Die Ja-Sager sind die Totengräber

wolf120. Stock. Eine tolle Sicht auf Wien. Die Abendsonne wärmt den Raum. Wirtschafts- und speziell Bankleute hören den obersten Benediktiner Abtprimas Notger Wolf. Die Benedikt-Regel in der Wirtschaft. Ich selber bin gespannt, wie direkt er Ordensmann die Dinge beim Namen nennt. Ich entscheide mich zu twittern. 144 Zeichen sind nicht viel und doch höre ich ein paar Aussagen, die in diesem Raum vielleicht nicht so oft fallen.

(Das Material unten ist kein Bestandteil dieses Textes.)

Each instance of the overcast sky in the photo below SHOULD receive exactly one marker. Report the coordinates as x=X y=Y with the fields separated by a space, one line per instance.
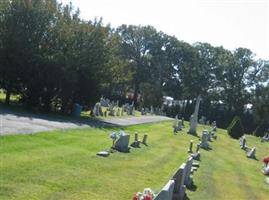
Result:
x=227 y=23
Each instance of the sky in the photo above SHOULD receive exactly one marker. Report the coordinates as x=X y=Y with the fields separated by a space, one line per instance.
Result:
x=227 y=23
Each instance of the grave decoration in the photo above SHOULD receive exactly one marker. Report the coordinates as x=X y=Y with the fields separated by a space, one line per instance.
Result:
x=120 y=141
x=147 y=194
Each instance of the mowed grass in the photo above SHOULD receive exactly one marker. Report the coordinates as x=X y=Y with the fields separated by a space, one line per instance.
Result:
x=64 y=165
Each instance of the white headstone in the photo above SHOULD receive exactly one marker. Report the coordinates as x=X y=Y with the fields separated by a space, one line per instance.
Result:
x=194 y=117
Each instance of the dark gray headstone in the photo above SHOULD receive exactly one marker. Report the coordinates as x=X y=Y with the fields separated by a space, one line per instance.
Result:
x=167 y=191
x=179 y=188
x=122 y=144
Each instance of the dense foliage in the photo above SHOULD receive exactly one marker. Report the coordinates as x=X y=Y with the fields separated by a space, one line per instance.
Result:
x=52 y=59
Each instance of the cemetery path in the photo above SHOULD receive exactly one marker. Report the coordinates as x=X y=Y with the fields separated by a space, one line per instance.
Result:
x=13 y=122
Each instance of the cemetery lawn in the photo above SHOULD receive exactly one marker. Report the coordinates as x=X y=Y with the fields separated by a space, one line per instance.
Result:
x=64 y=165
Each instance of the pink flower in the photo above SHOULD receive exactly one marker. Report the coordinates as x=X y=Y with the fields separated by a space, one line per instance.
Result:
x=147 y=197
x=135 y=197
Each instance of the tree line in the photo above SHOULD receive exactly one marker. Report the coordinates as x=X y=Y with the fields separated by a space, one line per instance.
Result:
x=52 y=59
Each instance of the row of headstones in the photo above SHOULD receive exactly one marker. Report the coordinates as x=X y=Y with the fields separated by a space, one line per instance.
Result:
x=175 y=188
x=112 y=110
x=122 y=144
x=106 y=102
x=152 y=111
x=178 y=124
x=250 y=152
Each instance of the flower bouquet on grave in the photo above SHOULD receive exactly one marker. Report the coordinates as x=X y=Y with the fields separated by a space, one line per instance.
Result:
x=147 y=194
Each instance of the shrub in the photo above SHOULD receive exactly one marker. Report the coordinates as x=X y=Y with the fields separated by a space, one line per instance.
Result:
x=236 y=129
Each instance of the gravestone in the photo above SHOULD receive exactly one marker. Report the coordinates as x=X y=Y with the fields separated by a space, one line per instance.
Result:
x=151 y=110
x=179 y=188
x=190 y=147
x=202 y=120
x=251 y=153
x=197 y=147
x=265 y=137
x=122 y=111
x=77 y=110
x=122 y=144
x=144 y=141
x=182 y=119
x=167 y=191
x=188 y=179
x=194 y=117
x=204 y=140
x=136 y=142
x=179 y=127
x=103 y=153
x=96 y=109
x=118 y=112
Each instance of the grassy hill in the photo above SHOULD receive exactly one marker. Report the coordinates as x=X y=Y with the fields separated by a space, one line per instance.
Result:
x=64 y=165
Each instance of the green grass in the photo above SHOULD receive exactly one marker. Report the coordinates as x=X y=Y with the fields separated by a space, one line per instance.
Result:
x=64 y=165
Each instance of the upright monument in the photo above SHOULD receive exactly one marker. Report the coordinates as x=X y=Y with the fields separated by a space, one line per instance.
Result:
x=194 y=117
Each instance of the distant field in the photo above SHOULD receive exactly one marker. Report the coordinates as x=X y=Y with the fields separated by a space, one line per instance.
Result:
x=64 y=165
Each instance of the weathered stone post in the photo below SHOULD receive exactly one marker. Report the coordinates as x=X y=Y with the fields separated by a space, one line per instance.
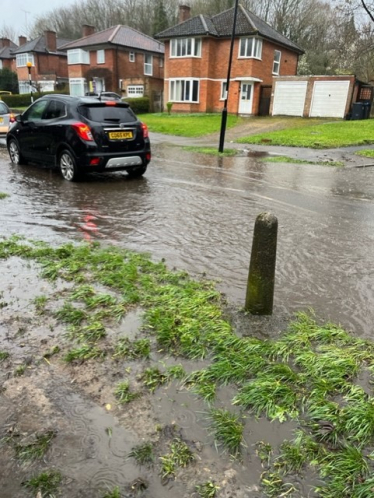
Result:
x=260 y=286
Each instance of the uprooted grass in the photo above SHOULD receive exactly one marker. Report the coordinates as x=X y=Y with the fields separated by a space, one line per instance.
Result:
x=309 y=374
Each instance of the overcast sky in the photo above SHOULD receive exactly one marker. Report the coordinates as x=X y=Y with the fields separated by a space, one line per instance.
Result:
x=21 y=14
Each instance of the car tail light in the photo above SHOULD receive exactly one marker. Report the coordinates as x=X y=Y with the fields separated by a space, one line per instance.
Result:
x=145 y=130
x=84 y=131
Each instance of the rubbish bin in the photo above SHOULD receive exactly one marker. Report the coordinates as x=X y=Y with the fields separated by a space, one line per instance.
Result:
x=358 y=110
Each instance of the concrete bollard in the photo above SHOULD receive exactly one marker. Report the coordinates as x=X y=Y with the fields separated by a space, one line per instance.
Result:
x=261 y=277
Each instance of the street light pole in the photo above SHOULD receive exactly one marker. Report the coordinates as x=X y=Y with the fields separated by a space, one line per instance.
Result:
x=224 y=110
x=29 y=66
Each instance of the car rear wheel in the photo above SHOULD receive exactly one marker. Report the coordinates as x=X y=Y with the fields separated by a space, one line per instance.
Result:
x=15 y=153
x=137 y=172
x=68 y=166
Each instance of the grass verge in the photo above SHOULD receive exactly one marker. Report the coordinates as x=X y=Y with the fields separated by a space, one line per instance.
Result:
x=323 y=136
x=310 y=374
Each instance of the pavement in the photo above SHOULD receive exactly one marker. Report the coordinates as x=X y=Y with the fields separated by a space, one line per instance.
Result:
x=345 y=155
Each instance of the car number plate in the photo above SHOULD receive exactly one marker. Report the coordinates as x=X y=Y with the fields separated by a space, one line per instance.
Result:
x=120 y=135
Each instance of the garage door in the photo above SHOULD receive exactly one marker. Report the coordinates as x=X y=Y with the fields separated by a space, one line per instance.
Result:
x=289 y=98
x=329 y=99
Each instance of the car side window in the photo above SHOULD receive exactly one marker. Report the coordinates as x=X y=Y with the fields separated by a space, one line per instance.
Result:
x=35 y=112
x=56 y=109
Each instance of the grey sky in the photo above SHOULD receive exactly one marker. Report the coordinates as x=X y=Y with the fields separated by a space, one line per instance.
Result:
x=21 y=14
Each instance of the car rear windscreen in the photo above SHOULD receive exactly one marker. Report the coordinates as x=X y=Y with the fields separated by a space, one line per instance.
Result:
x=108 y=113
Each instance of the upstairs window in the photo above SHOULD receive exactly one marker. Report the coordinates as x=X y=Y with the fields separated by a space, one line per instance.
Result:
x=185 y=47
x=186 y=90
x=276 y=62
x=148 y=65
x=23 y=59
x=250 y=48
x=78 y=56
x=100 y=56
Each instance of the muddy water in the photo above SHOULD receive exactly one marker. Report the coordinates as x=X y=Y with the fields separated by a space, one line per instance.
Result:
x=198 y=213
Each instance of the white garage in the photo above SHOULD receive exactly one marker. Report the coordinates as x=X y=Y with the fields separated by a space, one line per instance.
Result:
x=289 y=98
x=329 y=99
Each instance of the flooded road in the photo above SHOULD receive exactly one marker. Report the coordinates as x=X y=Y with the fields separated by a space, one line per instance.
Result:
x=198 y=212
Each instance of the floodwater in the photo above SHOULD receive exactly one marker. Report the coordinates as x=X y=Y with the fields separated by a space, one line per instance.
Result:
x=198 y=213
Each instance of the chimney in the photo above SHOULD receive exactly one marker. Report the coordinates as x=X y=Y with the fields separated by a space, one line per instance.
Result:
x=50 y=40
x=4 y=42
x=184 y=13
x=87 y=30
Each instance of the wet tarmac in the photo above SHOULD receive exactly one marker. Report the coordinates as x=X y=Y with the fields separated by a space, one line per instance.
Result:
x=197 y=212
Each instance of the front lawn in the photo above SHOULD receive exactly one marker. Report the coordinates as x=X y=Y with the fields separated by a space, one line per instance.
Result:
x=323 y=136
x=187 y=125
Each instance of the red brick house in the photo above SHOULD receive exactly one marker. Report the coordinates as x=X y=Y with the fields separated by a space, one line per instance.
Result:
x=49 y=63
x=6 y=55
x=118 y=59
x=197 y=56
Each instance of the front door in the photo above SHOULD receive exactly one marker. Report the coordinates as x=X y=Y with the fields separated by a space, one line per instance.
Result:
x=246 y=97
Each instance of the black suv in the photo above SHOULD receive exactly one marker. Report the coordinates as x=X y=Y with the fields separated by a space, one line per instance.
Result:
x=80 y=134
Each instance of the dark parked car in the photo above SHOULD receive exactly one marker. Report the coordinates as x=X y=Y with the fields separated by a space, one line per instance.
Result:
x=80 y=135
x=105 y=95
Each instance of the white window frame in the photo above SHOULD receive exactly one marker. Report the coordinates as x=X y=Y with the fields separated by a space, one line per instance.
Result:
x=185 y=47
x=276 y=61
x=79 y=83
x=78 y=56
x=100 y=56
x=23 y=59
x=250 y=48
x=182 y=90
x=223 y=90
x=148 y=66
x=134 y=91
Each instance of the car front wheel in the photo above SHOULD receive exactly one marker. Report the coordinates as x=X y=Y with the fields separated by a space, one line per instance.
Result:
x=15 y=153
x=68 y=166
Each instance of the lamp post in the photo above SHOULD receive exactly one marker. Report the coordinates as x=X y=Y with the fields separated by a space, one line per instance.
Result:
x=29 y=66
x=224 y=110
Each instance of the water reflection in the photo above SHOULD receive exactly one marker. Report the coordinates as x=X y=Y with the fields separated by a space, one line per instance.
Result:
x=198 y=213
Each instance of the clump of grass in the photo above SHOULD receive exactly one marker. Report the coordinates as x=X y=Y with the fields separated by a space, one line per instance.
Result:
x=227 y=429
x=36 y=449
x=40 y=303
x=207 y=490
x=132 y=350
x=83 y=353
x=3 y=355
x=267 y=395
x=143 y=453
x=180 y=456
x=44 y=484
x=123 y=393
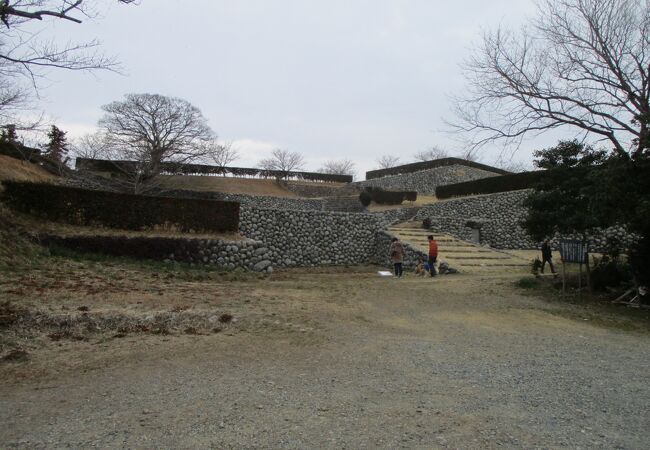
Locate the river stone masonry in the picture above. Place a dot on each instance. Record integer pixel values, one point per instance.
(412, 256)
(312, 238)
(499, 217)
(426, 181)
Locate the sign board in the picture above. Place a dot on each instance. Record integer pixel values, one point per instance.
(573, 250)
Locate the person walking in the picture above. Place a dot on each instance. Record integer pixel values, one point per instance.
(433, 255)
(397, 256)
(547, 256)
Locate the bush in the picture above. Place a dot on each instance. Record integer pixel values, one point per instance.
(378, 195)
(609, 273)
(426, 165)
(122, 211)
(492, 185)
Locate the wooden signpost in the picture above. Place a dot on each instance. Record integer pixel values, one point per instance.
(573, 250)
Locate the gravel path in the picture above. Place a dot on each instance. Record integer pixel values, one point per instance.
(448, 363)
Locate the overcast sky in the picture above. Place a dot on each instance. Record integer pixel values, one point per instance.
(329, 79)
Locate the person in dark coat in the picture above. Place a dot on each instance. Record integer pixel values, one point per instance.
(547, 256)
(396, 253)
(433, 255)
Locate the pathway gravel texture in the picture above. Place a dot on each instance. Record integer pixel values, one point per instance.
(456, 362)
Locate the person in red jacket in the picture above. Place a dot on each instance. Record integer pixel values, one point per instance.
(433, 254)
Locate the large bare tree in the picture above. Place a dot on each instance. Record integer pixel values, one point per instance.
(582, 64)
(284, 161)
(433, 152)
(387, 161)
(152, 129)
(339, 167)
(220, 154)
(27, 54)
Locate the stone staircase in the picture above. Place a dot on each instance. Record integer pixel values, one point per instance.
(465, 256)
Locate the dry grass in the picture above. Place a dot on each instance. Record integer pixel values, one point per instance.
(16, 170)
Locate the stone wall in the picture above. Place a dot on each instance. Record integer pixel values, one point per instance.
(412, 257)
(314, 190)
(425, 181)
(312, 238)
(499, 217)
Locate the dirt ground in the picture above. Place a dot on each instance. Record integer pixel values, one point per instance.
(126, 355)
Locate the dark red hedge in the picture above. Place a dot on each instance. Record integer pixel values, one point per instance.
(121, 211)
(491, 185)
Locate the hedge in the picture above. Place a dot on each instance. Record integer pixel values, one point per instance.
(491, 185)
(122, 211)
(381, 196)
(156, 248)
(416, 167)
(120, 166)
(18, 151)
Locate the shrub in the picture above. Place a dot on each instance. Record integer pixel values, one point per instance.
(609, 273)
(492, 185)
(122, 211)
(378, 195)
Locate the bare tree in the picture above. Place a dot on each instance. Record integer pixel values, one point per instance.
(152, 129)
(25, 56)
(221, 155)
(387, 161)
(91, 146)
(339, 167)
(433, 152)
(283, 161)
(583, 64)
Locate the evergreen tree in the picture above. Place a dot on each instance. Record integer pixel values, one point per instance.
(57, 147)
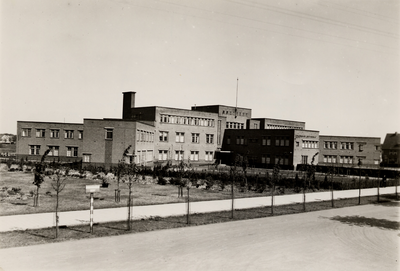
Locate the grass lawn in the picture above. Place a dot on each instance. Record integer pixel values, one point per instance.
(73, 197)
(47, 235)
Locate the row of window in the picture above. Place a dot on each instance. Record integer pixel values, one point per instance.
(309, 144)
(180, 137)
(266, 141)
(54, 151)
(272, 126)
(234, 125)
(179, 155)
(54, 133)
(187, 120)
(235, 112)
(343, 145)
(144, 136)
(279, 159)
(342, 159)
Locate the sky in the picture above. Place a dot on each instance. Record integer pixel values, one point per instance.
(333, 64)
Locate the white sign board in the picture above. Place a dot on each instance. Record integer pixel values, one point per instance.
(93, 188)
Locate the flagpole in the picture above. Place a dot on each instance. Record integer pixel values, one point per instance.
(237, 90)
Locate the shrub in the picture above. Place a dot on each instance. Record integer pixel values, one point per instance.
(16, 189)
(209, 182)
(11, 192)
(9, 163)
(161, 181)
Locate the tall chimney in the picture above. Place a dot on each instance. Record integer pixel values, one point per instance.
(127, 104)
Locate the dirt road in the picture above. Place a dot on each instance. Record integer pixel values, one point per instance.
(354, 238)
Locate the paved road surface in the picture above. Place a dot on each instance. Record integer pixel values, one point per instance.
(35, 221)
(353, 238)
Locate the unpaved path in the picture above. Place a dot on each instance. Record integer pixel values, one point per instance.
(353, 238)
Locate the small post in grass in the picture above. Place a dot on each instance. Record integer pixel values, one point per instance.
(188, 207)
(91, 189)
(359, 181)
(332, 173)
(233, 198)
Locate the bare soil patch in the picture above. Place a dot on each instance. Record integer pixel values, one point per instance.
(47, 235)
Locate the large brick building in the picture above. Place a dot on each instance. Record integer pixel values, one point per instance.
(64, 139)
(267, 147)
(159, 134)
(391, 150)
(347, 151)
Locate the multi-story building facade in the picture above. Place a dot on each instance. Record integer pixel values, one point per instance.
(347, 151)
(391, 150)
(229, 117)
(181, 134)
(64, 139)
(163, 134)
(265, 123)
(107, 139)
(267, 147)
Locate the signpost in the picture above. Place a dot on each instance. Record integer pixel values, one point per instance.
(91, 189)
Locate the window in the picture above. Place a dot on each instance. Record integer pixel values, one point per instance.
(279, 160)
(347, 145)
(195, 138)
(180, 137)
(178, 155)
(26, 132)
(40, 132)
(87, 158)
(310, 144)
(266, 159)
(54, 150)
(209, 156)
(163, 136)
(194, 156)
(240, 140)
(209, 138)
(69, 134)
(72, 151)
(162, 155)
(109, 133)
(330, 159)
(34, 149)
(346, 159)
(330, 145)
(54, 133)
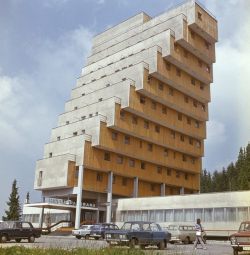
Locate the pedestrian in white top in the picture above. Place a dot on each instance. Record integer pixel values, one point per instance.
(199, 229)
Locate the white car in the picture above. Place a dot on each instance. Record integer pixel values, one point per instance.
(83, 231)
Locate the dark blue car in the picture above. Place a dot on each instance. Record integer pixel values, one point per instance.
(141, 233)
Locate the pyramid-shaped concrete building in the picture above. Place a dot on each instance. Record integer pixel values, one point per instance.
(135, 123)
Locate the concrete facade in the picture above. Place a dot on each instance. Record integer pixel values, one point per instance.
(138, 113)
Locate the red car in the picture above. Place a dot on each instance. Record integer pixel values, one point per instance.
(240, 241)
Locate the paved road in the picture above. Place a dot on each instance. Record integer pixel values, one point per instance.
(213, 247)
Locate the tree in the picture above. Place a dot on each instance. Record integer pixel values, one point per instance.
(14, 212)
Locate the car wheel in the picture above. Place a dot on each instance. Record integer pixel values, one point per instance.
(161, 245)
(31, 239)
(235, 251)
(186, 240)
(132, 243)
(4, 238)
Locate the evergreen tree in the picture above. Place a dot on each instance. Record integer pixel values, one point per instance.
(14, 212)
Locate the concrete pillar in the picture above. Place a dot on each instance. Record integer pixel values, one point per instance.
(109, 197)
(41, 218)
(135, 192)
(79, 197)
(163, 189)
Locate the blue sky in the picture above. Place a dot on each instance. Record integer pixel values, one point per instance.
(43, 46)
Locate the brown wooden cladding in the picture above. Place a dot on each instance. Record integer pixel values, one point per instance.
(94, 159)
(137, 148)
(175, 98)
(184, 80)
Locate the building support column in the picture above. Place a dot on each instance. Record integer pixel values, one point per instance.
(163, 189)
(109, 197)
(136, 182)
(79, 197)
(41, 218)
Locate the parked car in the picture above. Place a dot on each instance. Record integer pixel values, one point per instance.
(141, 233)
(83, 231)
(98, 230)
(184, 233)
(18, 230)
(240, 241)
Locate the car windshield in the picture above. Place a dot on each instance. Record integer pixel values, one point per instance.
(245, 227)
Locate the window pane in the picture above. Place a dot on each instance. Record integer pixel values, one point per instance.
(230, 214)
(169, 215)
(218, 214)
(189, 215)
(208, 214)
(242, 213)
(178, 215)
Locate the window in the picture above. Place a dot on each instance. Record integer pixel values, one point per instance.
(160, 86)
(157, 129)
(177, 174)
(164, 109)
(159, 169)
(169, 171)
(184, 158)
(197, 124)
(165, 152)
(143, 165)
(149, 78)
(142, 100)
(152, 187)
(178, 72)
(114, 136)
(190, 141)
(122, 115)
(194, 103)
(171, 92)
(124, 181)
(182, 138)
(127, 139)
(180, 116)
(134, 120)
(131, 162)
(150, 147)
(168, 66)
(193, 81)
(172, 134)
(185, 54)
(119, 160)
(107, 156)
(153, 105)
(201, 86)
(192, 35)
(200, 16)
(99, 177)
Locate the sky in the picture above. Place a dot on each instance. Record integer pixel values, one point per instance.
(44, 45)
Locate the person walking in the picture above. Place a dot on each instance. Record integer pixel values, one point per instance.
(199, 229)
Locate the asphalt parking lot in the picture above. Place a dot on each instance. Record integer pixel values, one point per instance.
(213, 247)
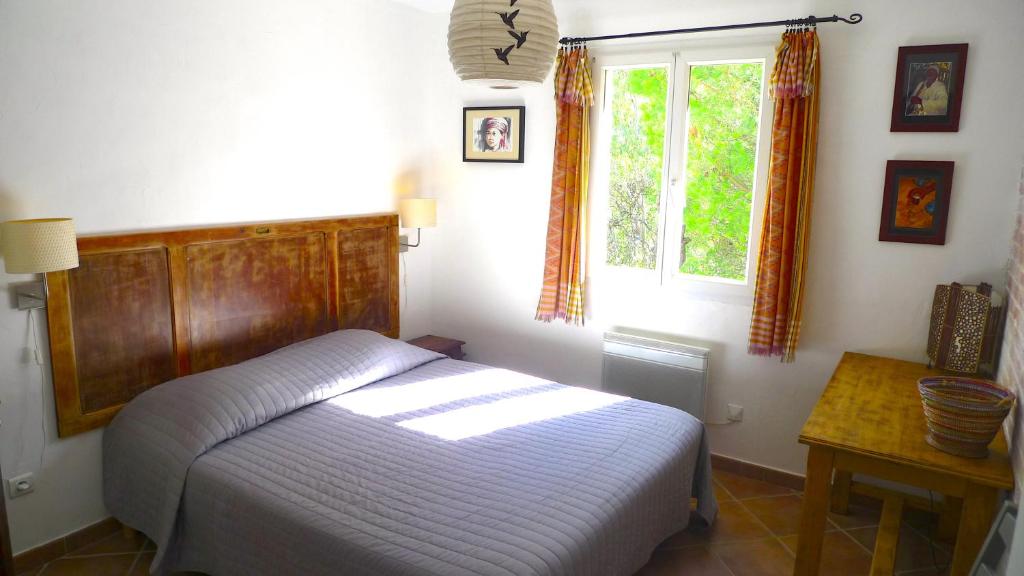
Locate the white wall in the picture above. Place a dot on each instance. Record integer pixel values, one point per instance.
(861, 294)
(142, 114)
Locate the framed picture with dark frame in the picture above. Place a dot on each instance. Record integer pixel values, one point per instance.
(915, 202)
(929, 88)
(494, 133)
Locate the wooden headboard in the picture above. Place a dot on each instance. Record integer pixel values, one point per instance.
(143, 309)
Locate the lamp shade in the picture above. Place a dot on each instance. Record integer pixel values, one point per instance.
(38, 246)
(503, 43)
(418, 212)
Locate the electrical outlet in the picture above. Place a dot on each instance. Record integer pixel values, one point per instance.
(735, 413)
(20, 485)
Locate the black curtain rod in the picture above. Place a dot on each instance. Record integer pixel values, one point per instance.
(809, 21)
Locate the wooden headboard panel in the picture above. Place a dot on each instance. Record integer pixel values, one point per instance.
(143, 309)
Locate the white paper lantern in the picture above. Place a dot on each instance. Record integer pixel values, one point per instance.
(503, 43)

Veränderung noch nicht wirklich wahrgenommen

„Haben Veränderung noch nicht wirklich wahrgenommen“, tippe ich ein. Wolf spricht von der digitalen Welt und erzählt von Menschen, die nur mehr ins  Navi schauen und keinen Überblick mehr haben. Der Hirnforscher Prof. Singer hat uns das eindringlich erklärt, dass bei Navi-Nutzern der Orientierungssinn gelöscht wird. Das scheint mir in der Wirtschaft heute auch der Fall zu sein. Der dauernde Blick in die „Excel-Listen“ löscht den Überblick, den Gesamtzusammenhang, die Welt davor und dahinter und danach. Es geht nur mehr um Zahlen, um Gewinn. Deshalb spricht Wolf von einer sinnvollen Tätigkeit, die jeder Mönch (und er meint hier jeden Menschen) braucht. Und Sinn macht es, wenn meine Tätigkeit in einem gut sichtbaren und erlebbaren Ganzen eingebunden ist. Genau davon wird der Mensch heute durch die digitalen Möglichkeiten abgeschnitten.

Ja-Sager

wolf2„Die Ja-Sager sind die Totengräber. Es braucht Atmosphäre der Kommunikation, Transparenz und keine Manipulation. #Führung #Offenheit“. Das ist mein Tweet. Es fallen mir zwei Sätze ein, die ich in letzter Zeit immer wieder höre: „Wer in der Erbsensuppe schwimmt, glaubt, die Welt ist grün.“ Und noch viel anschaulicher ist diese Wahrnehmung. Die englische Königin glaubt, dass England frisch gestrichen ist. Wenn sie kommt, riecht immer alles frisch gestrichen. Die Eliten heute leiden unter der eingeschränkten Wahrnehmung. Die Membran zum Volk hin ist der Distanzhalter. Die Bischöfe glauben ja auch, dass die Kirchen voll sind. Immer, wenn sie da sind, sind sie voll. Wolf schildert sehr eindringlich, dass es für einen Abt wichtig ist, den Kritikern und vor allem den Jungen genau zuzuhören. Und meine Tweets schauen so aus: „Querdenkern Platz geben. #Führung .@ordensgem_at Oft gibt Gott den Jüngeren die guten Ideen. Neue Denke anhören.“ Dann redet Wolf in Richtung der Führungskräfte im Raum: „#Führung muss der erste Störenfried einer Organisation sein gegen den Stillstand.“ Ich gehe als Nachlese zum Klavierkonzert von Sr. Joanna mit Texten von Willi Bruners in das Quo Vadis. Dort höre ich einen Text über die „Liturgie der freien Rede“und von der „Demut der Fragen gegen die Sicherheit der Behauptung“.